Mostly lower in NY trading Friday, the dollar, however, retained its weekly gains as investors concluded that further Fed interest-rate cuts are less likely as inflationary expectations are rising and US economic data were not worse than expected. The euro reached a 2-week low on an unexpected decline in German retail sales but pared losses on weak US consumer confidence and modest personal consumption and income. The yen was flat as US stocks traded little changed at important technical resistance. Sterling, surprisingly strong this week, is testing the 1.98-handle resistance. The Australian dollar, little changed today, has not moved much since breaking resistance last week.

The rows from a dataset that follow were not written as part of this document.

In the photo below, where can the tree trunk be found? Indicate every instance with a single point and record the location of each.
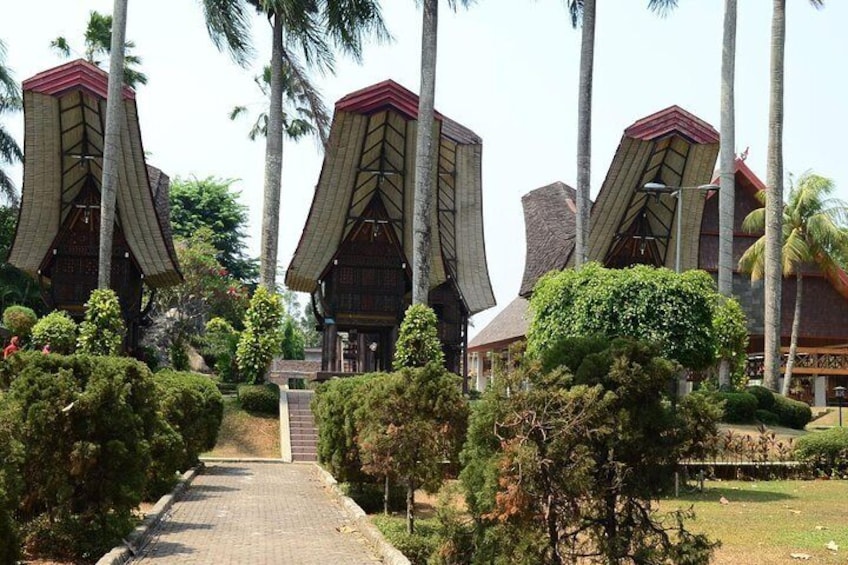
(112, 143)
(584, 133)
(774, 201)
(410, 506)
(425, 152)
(793, 343)
(273, 165)
(727, 194)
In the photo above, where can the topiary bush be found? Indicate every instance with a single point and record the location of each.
(765, 397)
(264, 398)
(792, 413)
(825, 452)
(19, 320)
(58, 330)
(261, 339)
(739, 407)
(418, 339)
(102, 331)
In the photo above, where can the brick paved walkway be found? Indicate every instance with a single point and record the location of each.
(257, 513)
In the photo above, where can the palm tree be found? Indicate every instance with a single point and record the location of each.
(111, 143)
(812, 232)
(727, 194)
(774, 204)
(10, 151)
(583, 11)
(98, 43)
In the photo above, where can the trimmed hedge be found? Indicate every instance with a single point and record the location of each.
(739, 407)
(792, 413)
(264, 398)
(765, 397)
(826, 452)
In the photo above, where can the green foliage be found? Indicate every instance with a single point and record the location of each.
(220, 348)
(261, 339)
(335, 406)
(825, 452)
(58, 330)
(731, 335)
(597, 423)
(765, 397)
(19, 320)
(86, 424)
(672, 310)
(418, 340)
(417, 547)
(264, 398)
(194, 407)
(213, 205)
(792, 413)
(102, 331)
(739, 407)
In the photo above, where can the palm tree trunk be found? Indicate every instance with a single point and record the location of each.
(584, 133)
(774, 200)
(727, 194)
(793, 343)
(111, 143)
(273, 165)
(425, 152)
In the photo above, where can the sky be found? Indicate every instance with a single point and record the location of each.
(507, 69)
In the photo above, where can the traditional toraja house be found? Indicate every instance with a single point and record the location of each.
(354, 256)
(675, 148)
(57, 236)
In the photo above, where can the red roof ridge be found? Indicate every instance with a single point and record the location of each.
(73, 75)
(673, 119)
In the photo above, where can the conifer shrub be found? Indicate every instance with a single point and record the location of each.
(102, 331)
(264, 398)
(58, 330)
(19, 320)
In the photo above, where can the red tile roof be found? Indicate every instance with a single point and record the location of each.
(673, 119)
(76, 75)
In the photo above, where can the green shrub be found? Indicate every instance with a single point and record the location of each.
(102, 331)
(19, 320)
(264, 398)
(418, 339)
(417, 547)
(262, 337)
(792, 413)
(826, 452)
(765, 397)
(766, 417)
(335, 405)
(86, 428)
(58, 330)
(739, 407)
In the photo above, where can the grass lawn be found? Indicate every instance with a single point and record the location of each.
(765, 522)
(245, 434)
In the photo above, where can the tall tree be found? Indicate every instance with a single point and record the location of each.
(98, 43)
(812, 232)
(727, 194)
(774, 203)
(10, 151)
(111, 143)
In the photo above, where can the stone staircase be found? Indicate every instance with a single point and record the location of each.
(303, 435)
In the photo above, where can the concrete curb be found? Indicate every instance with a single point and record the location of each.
(138, 537)
(389, 554)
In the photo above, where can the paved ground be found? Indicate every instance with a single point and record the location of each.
(257, 513)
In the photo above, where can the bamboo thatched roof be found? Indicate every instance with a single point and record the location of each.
(64, 113)
(371, 155)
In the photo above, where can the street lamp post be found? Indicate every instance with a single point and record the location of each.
(677, 192)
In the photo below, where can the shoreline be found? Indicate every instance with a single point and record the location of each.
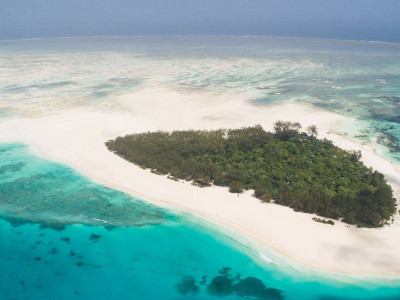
(76, 138)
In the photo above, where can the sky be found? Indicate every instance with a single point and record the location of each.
(370, 20)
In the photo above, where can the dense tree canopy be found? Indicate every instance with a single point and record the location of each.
(295, 169)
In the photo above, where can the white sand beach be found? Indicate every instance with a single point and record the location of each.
(77, 137)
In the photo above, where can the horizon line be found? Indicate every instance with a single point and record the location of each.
(210, 35)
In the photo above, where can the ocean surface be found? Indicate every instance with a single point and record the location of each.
(85, 241)
(356, 79)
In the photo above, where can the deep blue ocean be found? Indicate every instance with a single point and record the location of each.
(64, 237)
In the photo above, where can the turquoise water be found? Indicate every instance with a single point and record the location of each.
(356, 79)
(122, 248)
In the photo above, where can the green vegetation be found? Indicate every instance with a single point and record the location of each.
(330, 222)
(294, 168)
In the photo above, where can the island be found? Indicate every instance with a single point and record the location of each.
(293, 168)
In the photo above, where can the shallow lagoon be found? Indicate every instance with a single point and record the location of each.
(146, 253)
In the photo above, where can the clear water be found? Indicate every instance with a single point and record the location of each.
(145, 254)
(82, 240)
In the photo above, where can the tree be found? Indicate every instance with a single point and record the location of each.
(312, 130)
(286, 130)
(236, 187)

The USD/CAD rose after the Canadian economy unexpectedly contracted in Q1 2008 fueling speculation the Bank of Canada will cut interest rates further. The pair has been trading sideways in 2008 pressured by higher energy prices and supported by Canadian economic weakness and BOC rate cuts. The pair is between supports at the 0.98-0.97 areas and resistance at par. If the BOC does not cut rates at the next meeting on June 10, the USD/CAD may drop below support.
Financial and Economic News and Comments
US & Canada
US personal spending increased 0.2% m/m in April after rising 0.4% m/m in March and personal income increased 0.2% m/m in April following March’s upwardly revised 0.4% m/m increase, the Commerce Department said. The figures indicate the income and spending are at a modest level. Adjusted for inflation, April consumer spending was flat. Disposable personal income, income after taxes, rose 0.2% m/m.

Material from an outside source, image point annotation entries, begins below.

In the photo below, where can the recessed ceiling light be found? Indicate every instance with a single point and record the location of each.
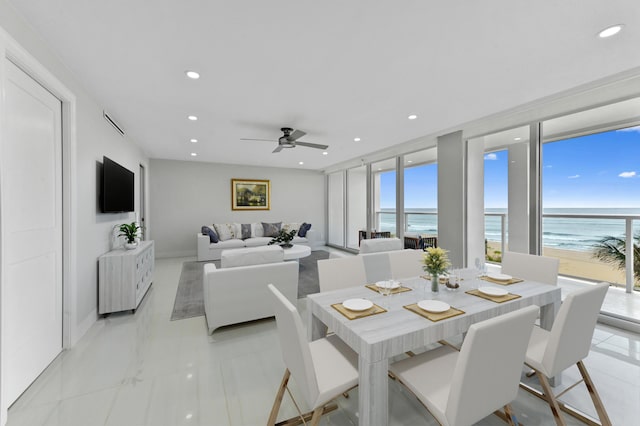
(610, 31)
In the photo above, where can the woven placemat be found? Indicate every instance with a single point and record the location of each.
(497, 299)
(502, 282)
(374, 310)
(393, 291)
(432, 316)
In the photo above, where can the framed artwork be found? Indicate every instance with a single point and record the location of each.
(250, 194)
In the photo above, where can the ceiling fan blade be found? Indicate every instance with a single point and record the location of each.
(266, 140)
(312, 145)
(297, 134)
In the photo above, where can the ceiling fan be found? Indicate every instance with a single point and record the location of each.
(289, 139)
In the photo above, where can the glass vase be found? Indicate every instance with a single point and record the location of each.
(434, 283)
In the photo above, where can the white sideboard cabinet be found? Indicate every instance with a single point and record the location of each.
(124, 276)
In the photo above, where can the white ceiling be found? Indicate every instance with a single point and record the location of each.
(334, 69)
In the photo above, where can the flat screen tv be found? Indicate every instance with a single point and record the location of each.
(117, 187)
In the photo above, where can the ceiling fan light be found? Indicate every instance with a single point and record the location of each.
(610, 31)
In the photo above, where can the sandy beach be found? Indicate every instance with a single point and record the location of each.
(579, 264)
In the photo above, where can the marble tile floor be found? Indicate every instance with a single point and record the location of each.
(142, 369)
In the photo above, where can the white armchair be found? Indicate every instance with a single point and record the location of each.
(239, 294)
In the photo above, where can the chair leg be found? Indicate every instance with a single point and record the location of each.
(317, 413)
(553, 403)
(597, 402)
(278, 401)
(511, 417)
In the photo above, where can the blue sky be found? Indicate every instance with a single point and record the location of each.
(599, 170)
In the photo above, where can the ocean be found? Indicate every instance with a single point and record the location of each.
(562, 233)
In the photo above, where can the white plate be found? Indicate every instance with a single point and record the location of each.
(493, 291)
(499, 277)
(434, 306)
(357, 304)
(388, 284)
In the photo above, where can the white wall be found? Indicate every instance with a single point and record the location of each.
(94, 137)
(185, 195)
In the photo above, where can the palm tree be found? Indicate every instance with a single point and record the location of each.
(611, 250)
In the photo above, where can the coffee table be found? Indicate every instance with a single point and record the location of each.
(296, 252)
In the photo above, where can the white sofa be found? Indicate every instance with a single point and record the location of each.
(212, 251)
(237, 294)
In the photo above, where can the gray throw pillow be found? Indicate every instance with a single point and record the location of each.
(246, 231)
(271, 229)
(303, 229)
(213, 237)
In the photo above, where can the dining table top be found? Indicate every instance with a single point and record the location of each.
(408, 330)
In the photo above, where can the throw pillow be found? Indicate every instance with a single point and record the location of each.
(257, 230)
(303, 229)
(245, 231)
(213, 237)
(291, 226)
(226, 231)
(271, 229)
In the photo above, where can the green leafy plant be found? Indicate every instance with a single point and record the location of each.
(129, 231)
(612, 250)
(436, 260)
(284, 237)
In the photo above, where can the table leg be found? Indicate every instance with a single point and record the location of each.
(316, 329)
(373, 392)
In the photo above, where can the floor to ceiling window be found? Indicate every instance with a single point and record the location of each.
(421, 193)
(591, 192)
(335, 209)
(356, 204)
(384, 195)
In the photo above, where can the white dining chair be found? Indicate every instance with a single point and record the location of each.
(568, 343)
(531, 267)
(375, 245)
(406, 263)
(323, 369)
(461, 388)
(334, 274)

The price index for personal consumption expenditures in April rose 0.2% m/m and 3.2% y/y, and the core PCE deflator rose 0.1% m/m and 2.1% y/y, the Commerce Department said.
The Reuters/University of Michigan consumer sentiment index fell slightly less than expected to 59.8 for May’s final reading from April’s 62.6. May’s reading was the lowest since 58.7 in June 1980 but slightly higher than the preliminary reading of 59.5 published earlier this month. The consumer expectations measure fell to 51.1 in May from 53.3 in April and the current conditions gauge fell to 73.3 from 77.0.

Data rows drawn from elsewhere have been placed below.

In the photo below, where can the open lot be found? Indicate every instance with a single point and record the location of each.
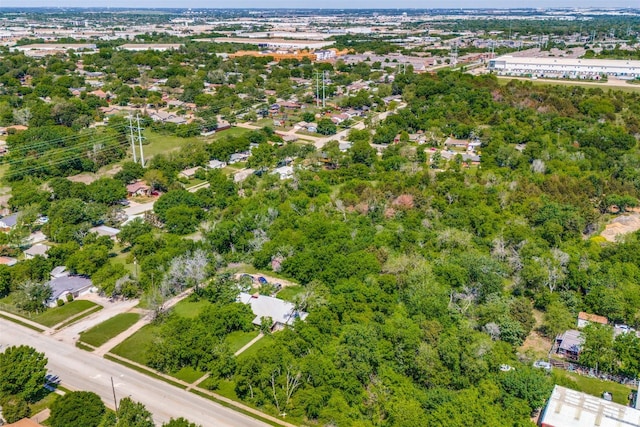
(53, 316)
(103, 332)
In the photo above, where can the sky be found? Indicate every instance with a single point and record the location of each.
(327, 4)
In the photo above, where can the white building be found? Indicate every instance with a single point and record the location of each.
(564, 67)
(569, 408)
(281, 312)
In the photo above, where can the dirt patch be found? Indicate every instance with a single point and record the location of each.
(621, 225)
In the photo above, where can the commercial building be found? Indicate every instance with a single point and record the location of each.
(570, 408)
(564, 67)
(277, 43)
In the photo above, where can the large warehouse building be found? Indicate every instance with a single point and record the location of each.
(570, 408)
(564, 67)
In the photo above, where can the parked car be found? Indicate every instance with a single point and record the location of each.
(541, 364)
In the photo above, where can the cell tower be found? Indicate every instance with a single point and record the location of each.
(453, 56)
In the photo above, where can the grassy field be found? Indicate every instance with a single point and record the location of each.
(263, 343)
(594, 386)
(239, 339)
(190, 309)
(602, 85)
(108, 329)
(290, 292)
(188, 374)
(159, 143)
(53, 316)
(234, 131)
(135, 347)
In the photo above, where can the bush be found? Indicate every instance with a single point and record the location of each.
(15, 409)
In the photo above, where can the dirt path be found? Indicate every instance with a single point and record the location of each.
(620, 225)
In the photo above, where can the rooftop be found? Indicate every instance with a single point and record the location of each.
(280, 311)
(569, 408)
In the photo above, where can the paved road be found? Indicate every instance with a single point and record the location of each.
(81, 370)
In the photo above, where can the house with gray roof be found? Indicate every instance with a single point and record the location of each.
(63, 285)
(281, 312)
(9, 221)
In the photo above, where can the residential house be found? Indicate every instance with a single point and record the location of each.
(8, 261)
(9, 222)
(216, 164)
(68, 284)
(569, 344)
(282, 313)
(242, 175)
(456, 143)
(138, 188)
(243, 156)
(36, 250)
(189, 173)
(586, 318)
(103, 230)
(285, 172)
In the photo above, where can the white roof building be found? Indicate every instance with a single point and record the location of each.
(280, 311)
(570, 408)
(564, 67)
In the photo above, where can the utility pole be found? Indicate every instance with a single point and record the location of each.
(317, 89)
(133, 145)
(140, 141)
(115, 401)
(323, 92)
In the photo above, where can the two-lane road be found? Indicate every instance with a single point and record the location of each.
(81, 370)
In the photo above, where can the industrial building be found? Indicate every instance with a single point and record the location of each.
(569, 408)
(277, 43)
(574, 68)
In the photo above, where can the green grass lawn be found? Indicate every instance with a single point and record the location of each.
(234, 131)
(159, 143)
(190, 309)
(135, 347)
(43, 403)
(290, 292)
(594, 386)
(108, 329)
(259, 346)
(239, 339)
(53, 316)
(188, 374)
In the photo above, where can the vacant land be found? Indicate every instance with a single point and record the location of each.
(135, 347)
(53, 316)
(108, 329)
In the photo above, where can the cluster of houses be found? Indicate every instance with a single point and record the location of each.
(569, 344)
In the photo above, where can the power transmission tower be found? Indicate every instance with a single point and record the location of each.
(323, 92)
(454, 55)
(133, 145)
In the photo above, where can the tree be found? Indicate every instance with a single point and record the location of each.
(326, 127)
(22, 372)
(130, 232)
(528, 384)
(597, 350)
(77, 408)
(133, 414)
(180, 422)
(14, 409)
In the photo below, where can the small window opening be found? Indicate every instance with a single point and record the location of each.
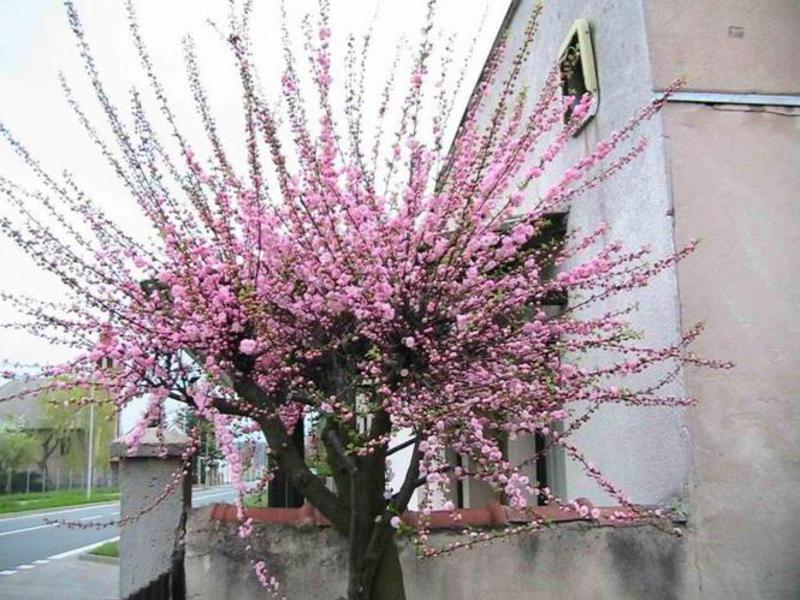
(578, 72)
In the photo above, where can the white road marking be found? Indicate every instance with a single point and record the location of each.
(82, 549)
(34, 514)
(58, 512)
(27, 529)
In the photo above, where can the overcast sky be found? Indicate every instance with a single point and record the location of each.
(36, 43)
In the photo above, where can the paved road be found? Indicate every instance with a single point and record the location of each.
(26, 541)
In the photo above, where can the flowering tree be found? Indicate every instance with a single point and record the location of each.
(378, 283)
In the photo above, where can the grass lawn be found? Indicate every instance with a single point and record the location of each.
(109, 549)
(37, 500)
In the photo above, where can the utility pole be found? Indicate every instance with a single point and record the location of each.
(90, 453)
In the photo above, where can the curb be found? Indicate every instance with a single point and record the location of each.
(106, 560)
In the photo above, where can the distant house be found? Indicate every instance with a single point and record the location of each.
(62, 433)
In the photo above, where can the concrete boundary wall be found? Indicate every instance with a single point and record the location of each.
(569, 560)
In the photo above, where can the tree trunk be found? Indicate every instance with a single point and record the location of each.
(381, 581)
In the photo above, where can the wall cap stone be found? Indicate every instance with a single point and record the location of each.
(172, 444)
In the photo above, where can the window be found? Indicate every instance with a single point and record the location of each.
(577, 64)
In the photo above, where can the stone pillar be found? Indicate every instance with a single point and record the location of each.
(152, 545)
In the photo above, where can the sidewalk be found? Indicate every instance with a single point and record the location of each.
(67, 579)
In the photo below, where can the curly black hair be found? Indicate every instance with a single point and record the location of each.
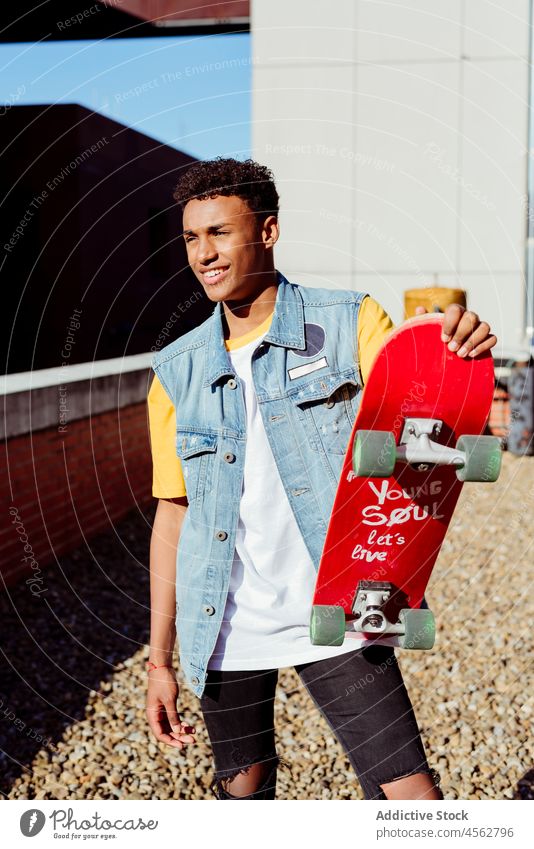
(247, 179)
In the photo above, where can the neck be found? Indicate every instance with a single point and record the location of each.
(241, 318)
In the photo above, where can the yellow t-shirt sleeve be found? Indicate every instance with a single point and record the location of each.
(167, 477)
(374, 326)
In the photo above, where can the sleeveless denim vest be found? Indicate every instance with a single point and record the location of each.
(308, 385)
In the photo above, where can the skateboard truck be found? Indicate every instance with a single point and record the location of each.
(414, 627)
(367, 606)
(417, 448)
(375, 452)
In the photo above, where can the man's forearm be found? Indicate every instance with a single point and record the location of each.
(163, 544)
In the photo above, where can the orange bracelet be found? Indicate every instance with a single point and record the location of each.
(150, 666)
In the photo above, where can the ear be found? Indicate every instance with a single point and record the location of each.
(270, 231)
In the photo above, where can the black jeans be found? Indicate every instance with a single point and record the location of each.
(362, 696)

Canada’s GDP contracted 0.1% q/q in Q1 2008, the first decline in activity in almost five years, due to widespread cutbacks in manufacturing, notably in motor vehicles sector, Statistics Canada reported. Lower consumer spending also took a toll on economic activity as personal spending slowed to 0.8% q/q in Q1, down from 1.8% q/q in Q4 2007.
Europe
Germany’s retail sales unexpectedly declined for a second consecutive month in April as faster inflation eroded consumers’ spending power. April sales fell 1.7% m/m after dropping 2.2% in March, the Federal Statistics Office said. Sales fell 1% y/y.
UK consumer confidence fell to -29 in May, the lowest level since 1990, from -24 in April, GfK said.
European Central Bank council member Axel Weber ruled out any change in the ECB’s current inflation target, saying revising the ECB’s definition of price stability would jeopardize the ECB’s credibility at a time when fighting inflation is “of the essence.” “I see no compelling reason why a temporary, albeit protracted, rise in energy and food prices should give rise to a discretionary change in the eurosystem's stability norm,” Weber said at a conference in Frankfurt. “It would risk unanchoring inflation expectations at a point in time where their solid anchoring is of the essence,” he said.
Asia-Pacific
Japan’s core consumer-price index, which excludes fresh food, rose 0.9% y/y in April following March’s 1.2% y/y rise, the fastest rate in a decade, the statistics bureau said. Nationwide core CPI, which excludes food and energy, fell 0.1% y/y in April. Tokyo’s core CPI, a harbinger of the nationwide index, rose 0.9% y/y in May, after increasing 0.7% in April, signaling nationwide prices may have risen at a faster pace in May.
Japan’s household spending fell 2.7% y/y, the biggest decline since September 2006, the statistics bureau said.
Australian consumer and business credit (loans) rose a less-than-expected 0.4% m/m and 14.1% y/y in April, the Reserve Bank of Australia said.